Cave, key, head of the Saviour, Cailhol, two stones - a head and a wheel/millstone?

The name of Constantine also opened multiple hypotheses too - a cave where we find a 'head' that could be mistaken for the Saviour with a SATOR square?Back to our wheel. Here is what Boudet said:

"What determines our thought is the millstone fragments - cast iron, removed from the ground during November 26, 1884, by workmen, below Borde-Neuve while the construction of the road from Rennes-les-Bains to Sougraigne was taking place." Boudet then notes that this millstone fragment is in the possession of M.Constantin Cailhol, of Alet!

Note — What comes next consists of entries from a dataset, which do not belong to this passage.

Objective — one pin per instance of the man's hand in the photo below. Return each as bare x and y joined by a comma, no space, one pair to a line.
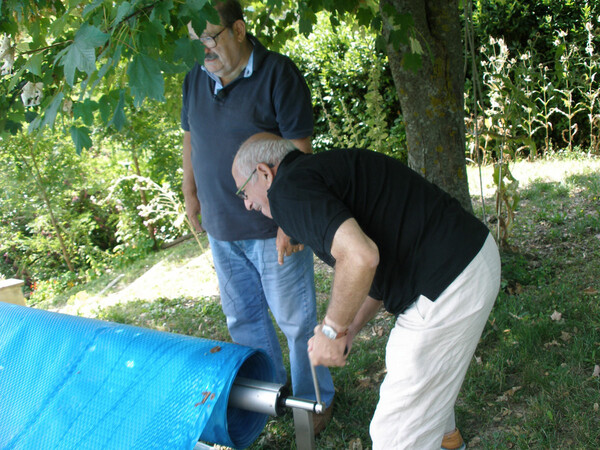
285,247
192,210
323,351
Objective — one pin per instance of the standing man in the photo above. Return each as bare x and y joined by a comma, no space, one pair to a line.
242,89
396,241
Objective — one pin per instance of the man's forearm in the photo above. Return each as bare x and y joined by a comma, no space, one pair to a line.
188,184
357,258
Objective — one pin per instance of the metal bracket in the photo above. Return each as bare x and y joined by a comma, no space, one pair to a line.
305,431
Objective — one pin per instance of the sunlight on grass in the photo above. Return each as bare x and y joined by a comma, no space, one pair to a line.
182,272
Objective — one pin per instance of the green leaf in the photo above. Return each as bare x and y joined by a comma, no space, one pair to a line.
118,119
122,11
91,7
34,64
145,79
52,110
189,51
81,53
85,110
81,138
105,106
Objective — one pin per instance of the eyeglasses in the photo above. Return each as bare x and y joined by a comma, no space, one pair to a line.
240,192
210,41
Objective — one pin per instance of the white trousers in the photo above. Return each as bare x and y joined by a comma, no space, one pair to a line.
428,354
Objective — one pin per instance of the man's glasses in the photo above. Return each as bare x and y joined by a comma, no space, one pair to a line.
210,41
240,192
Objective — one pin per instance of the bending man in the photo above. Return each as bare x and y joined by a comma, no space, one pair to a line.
396,241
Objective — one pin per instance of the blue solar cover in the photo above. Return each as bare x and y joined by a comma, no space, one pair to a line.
69,382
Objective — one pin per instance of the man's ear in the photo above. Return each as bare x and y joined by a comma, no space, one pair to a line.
266,173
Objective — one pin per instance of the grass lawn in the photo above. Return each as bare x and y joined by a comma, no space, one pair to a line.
535,379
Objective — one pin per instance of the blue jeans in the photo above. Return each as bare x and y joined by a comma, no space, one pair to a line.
251,282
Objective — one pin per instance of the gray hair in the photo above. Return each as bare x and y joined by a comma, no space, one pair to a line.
263,148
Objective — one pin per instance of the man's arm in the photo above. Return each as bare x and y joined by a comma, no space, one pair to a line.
188,185
284,247
357,258
367,311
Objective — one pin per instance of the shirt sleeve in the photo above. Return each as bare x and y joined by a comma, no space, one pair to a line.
308,212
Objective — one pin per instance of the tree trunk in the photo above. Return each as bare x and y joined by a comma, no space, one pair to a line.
138,172
431,98
44,195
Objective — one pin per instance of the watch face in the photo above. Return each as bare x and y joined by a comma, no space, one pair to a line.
329,332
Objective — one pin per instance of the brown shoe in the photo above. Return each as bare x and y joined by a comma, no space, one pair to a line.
320,421
453,441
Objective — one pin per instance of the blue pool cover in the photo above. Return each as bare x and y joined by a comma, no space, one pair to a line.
69,382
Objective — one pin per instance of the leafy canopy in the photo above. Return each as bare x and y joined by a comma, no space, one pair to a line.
84,60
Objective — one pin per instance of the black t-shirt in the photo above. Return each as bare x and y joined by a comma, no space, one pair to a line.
425,238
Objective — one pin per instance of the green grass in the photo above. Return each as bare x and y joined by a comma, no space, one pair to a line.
531,384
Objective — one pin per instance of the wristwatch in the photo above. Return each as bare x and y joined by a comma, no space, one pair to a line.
330,332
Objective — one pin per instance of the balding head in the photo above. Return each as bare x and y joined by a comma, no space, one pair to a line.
264,148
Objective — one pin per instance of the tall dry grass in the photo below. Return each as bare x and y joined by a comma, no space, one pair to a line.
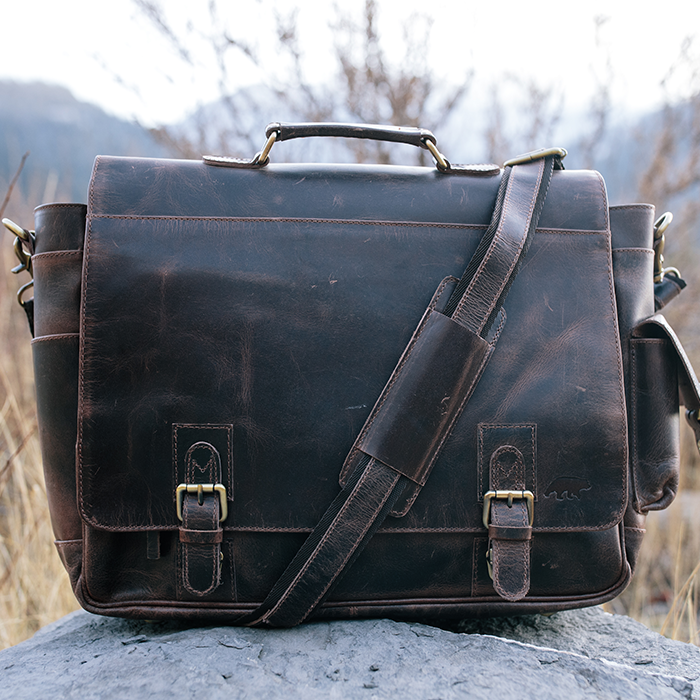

Exhibited in the main cave at Galamus - there are several fragments of ancient wheels marked with the famous monogram of Christ! Can it be that Mr. Constantin Cailhol or his family have donated the most cumbersome parts of the wheel come millstone to the hermits at Galamus? The question is not negligible because to my knowledge, I have not seen anywhere else these type of wheels on show next to a portrait of a 'Saviour' [which was originally engraved out of rock]. And it must be recognized here that we have many recurring elements in our history in the Galamus hermit cave, that of St Antoine, Teniers, the chrism and thus the sign by which you will conquer .. as well as a millstone shaped in a circle/wheel with a carved relief of a magnificent head of the Lord Jesus the Saviour sitting on top of a SATOR square!

If Attard is correct this is the Head of the Saviour, rescued by Boudet and given into the safekeeping of Cailhol.